[RESPONDED] 1TB expansion card disconnects randomly

After weeks of not really having an issue, I just had what I might call an extreme version of it.

Specifically, I went to reboot the machine, and suddenly, the expansion drive was not visible even to the BIOS!!!

As far as I can tell the only answer to “how did I fix it” was “voodoo”. I threatened it with a dead chicken and the next time it rebooted, the drive was visible again.

This is the first time I can think of, though, where the drive refused to connect right from the start.

This problem certainly reaches the level of mysticism for me. For instance, here’s a setup I’ve found where the drive never disconnects (at least for the last month of connecting it this way):

However, when I try a shorter USB-C cable, it disconnects all of the time. In fact, when it disconnected yesterday, it wouldn’t automatically reconnect. Instead there were the following errors in the Event Log and Device Manager, and I had to reboot to fix it:

Event Log Error: Windows failed to start the USB xHCI Compliant Host Controller for the following reason: Controller reset timed out. Check with your computer manufacturer for an updated firmware for the controller.

Device Manager Error on the first of the two “Intel (R) USB 3.10 eXtensible Host Controller - 1.20 (Microsoft)” Universal Serial Bus Controllers: Windows has stopped this device because it has reported problems (Code 43).

I have a USB-A drive which disconnects frequently on the right hand side USB-A port (like when I’m backing up the computer).

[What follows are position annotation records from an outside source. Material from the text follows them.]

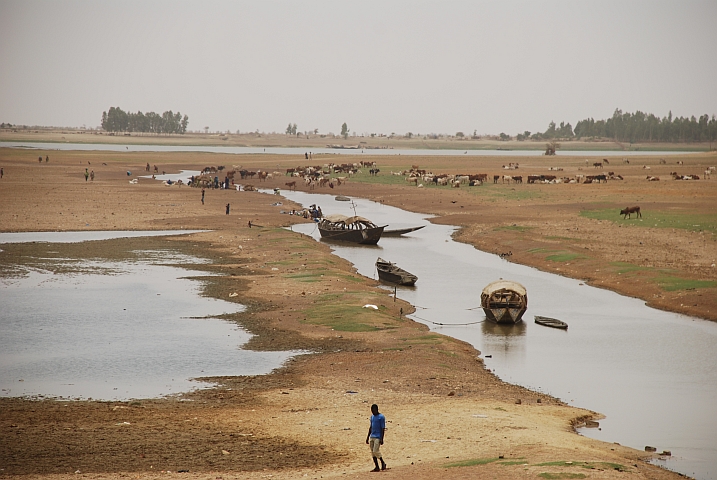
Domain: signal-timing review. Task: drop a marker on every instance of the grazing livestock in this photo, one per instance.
(627, 212)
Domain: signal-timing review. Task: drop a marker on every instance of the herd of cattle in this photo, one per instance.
(326, 175)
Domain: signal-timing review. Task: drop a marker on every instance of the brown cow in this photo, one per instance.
(629, 211)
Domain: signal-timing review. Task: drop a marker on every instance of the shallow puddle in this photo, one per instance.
(116, 330)
(650, 372)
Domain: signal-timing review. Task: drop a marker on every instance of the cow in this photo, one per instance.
(629, 211)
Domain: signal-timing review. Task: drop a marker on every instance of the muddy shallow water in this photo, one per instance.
(650, 372)
(116, 330)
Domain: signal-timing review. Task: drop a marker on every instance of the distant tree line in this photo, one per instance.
(117, 120)
(634, 127)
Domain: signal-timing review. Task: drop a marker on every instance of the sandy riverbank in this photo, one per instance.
(301, 420)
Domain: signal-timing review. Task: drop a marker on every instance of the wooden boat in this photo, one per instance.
(550, 322)
(504, 301)
(390, 272)
(400, 231)
(350, 229)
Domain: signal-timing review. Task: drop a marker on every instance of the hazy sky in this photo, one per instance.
(384, 66)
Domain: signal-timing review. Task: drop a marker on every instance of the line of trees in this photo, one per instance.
(117, 120)
(634, 127)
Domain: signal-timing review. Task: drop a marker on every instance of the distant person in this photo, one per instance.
(374, 438)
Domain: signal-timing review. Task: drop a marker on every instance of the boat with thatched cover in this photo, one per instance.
(504, 301)
(350, 229)
(392, 273)
(551, 322)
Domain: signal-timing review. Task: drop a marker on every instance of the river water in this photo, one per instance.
(298, 151)
(652, 373)
(116, 330)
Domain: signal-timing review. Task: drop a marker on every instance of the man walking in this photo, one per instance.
(374, 439)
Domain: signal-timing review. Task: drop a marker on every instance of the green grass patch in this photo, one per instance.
(306, 277)
(586, 465)
(344, 312)
(625, 267)
(564, 257)
(566, 239)
(424, 340)
(658, 219)
(561, 256)
(473, 462)
(514, 228)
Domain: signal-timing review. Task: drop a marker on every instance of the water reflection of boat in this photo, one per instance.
(550, 322)
(504, 301)
(400, 231)
(390, 272)
(350, 229)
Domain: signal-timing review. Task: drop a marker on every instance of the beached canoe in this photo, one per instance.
(392, 273)
(550, 322)
(400, 231)
(504, 301)
(350, 229)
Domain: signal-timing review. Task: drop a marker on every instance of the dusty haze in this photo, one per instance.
(380, 67)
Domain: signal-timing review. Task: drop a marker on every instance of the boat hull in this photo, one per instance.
(400, 231)
(389, 272)
(504, 302)
(504, 315)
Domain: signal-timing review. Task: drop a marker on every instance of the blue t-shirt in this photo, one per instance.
(378, 425)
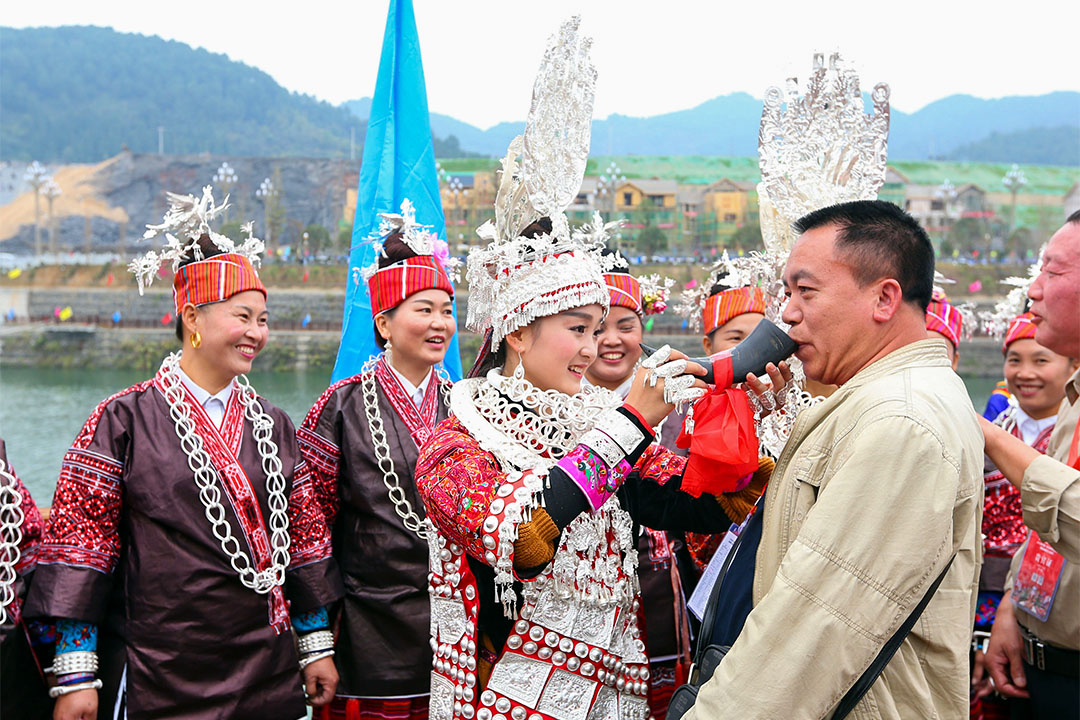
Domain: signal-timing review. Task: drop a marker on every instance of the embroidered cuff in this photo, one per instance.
(75, 635)
(606, 454)
(592, 475)
(311, 621)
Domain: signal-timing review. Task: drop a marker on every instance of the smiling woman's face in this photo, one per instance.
(556, 349)
(618, 348)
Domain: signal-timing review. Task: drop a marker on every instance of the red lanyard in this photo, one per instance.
(1074, 460)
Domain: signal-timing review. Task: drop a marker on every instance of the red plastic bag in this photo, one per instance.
(723, 446)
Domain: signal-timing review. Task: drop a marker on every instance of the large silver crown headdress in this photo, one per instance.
(187, 219)
(815, 149)
(515, 280)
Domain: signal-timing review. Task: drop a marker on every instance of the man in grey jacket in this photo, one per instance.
(877, 489)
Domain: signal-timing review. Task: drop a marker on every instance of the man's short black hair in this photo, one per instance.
(879, 240)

The left port seems more solid, except the only way to get the drive to show up in the left USB-A port is to plug it in halfway, wait for Windows to recognize it, and then I can plug it in all of the way. This has nothing to do with the USB-A cards, as I can swap them around without changing how each side behaves.

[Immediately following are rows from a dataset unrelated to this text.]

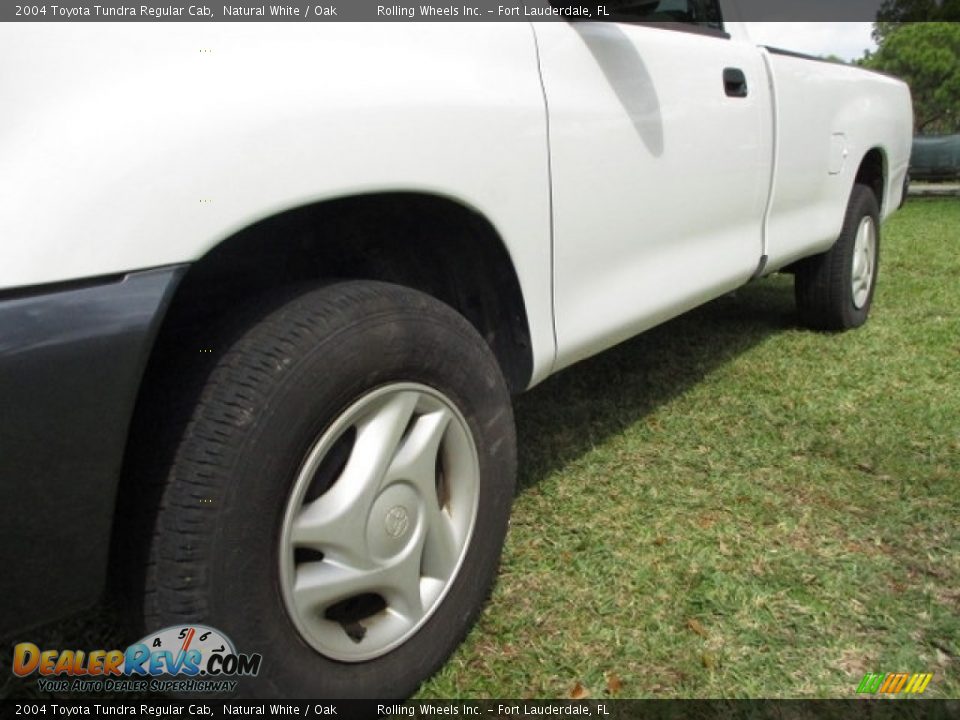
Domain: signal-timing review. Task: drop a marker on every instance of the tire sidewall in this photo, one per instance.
(429, 345)
(863, 203)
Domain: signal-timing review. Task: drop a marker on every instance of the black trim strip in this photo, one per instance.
(673, 26)
(693, 28)
(26, 291)
(71, 362)
(802, 56)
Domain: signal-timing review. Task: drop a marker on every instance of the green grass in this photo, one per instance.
(732, 506)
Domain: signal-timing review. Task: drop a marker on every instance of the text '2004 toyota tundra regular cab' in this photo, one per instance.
(263, 307)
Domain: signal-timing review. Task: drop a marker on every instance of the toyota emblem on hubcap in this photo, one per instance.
(397, 521)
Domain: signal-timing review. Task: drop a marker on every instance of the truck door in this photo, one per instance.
(661, 151)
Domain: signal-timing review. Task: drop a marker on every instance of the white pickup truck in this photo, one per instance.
(266, 292)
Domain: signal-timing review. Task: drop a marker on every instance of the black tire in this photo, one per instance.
(214, 554)
(826, 299)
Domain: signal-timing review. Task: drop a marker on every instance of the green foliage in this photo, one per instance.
(927, 56)
(893, 13)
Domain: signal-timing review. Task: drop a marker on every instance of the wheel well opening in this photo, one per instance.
(872, 173)
(425, 242)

I do a little experimenting every day. For instance, now I’m attempting to plug the USB-A drive in on the right hand side halfway (even though I don’t need to), and it seems more stable. Of course, given how flaky the patterns are, I could find any number of patterns involving what shirt I wear or dances I perform while plugging devices in.

I have already replaced the mainboard and the 1 TB card and sent the old ones back to Framework. I don’t know if they’ve been able to reproduce the problems on their end, but it would be interesting to know if they couldn’t reproduce the disconnect on a Windows 10 machine using my old Mainboard and 1 TB card. If they can’t, then maybe it’s purely a software problem (or something to do with the negative vibes in my apartment).

Some new anecdata:

For the most part, once I’m booted off of /dev/sda (aka the 1TB expansion module), it works without a hitch.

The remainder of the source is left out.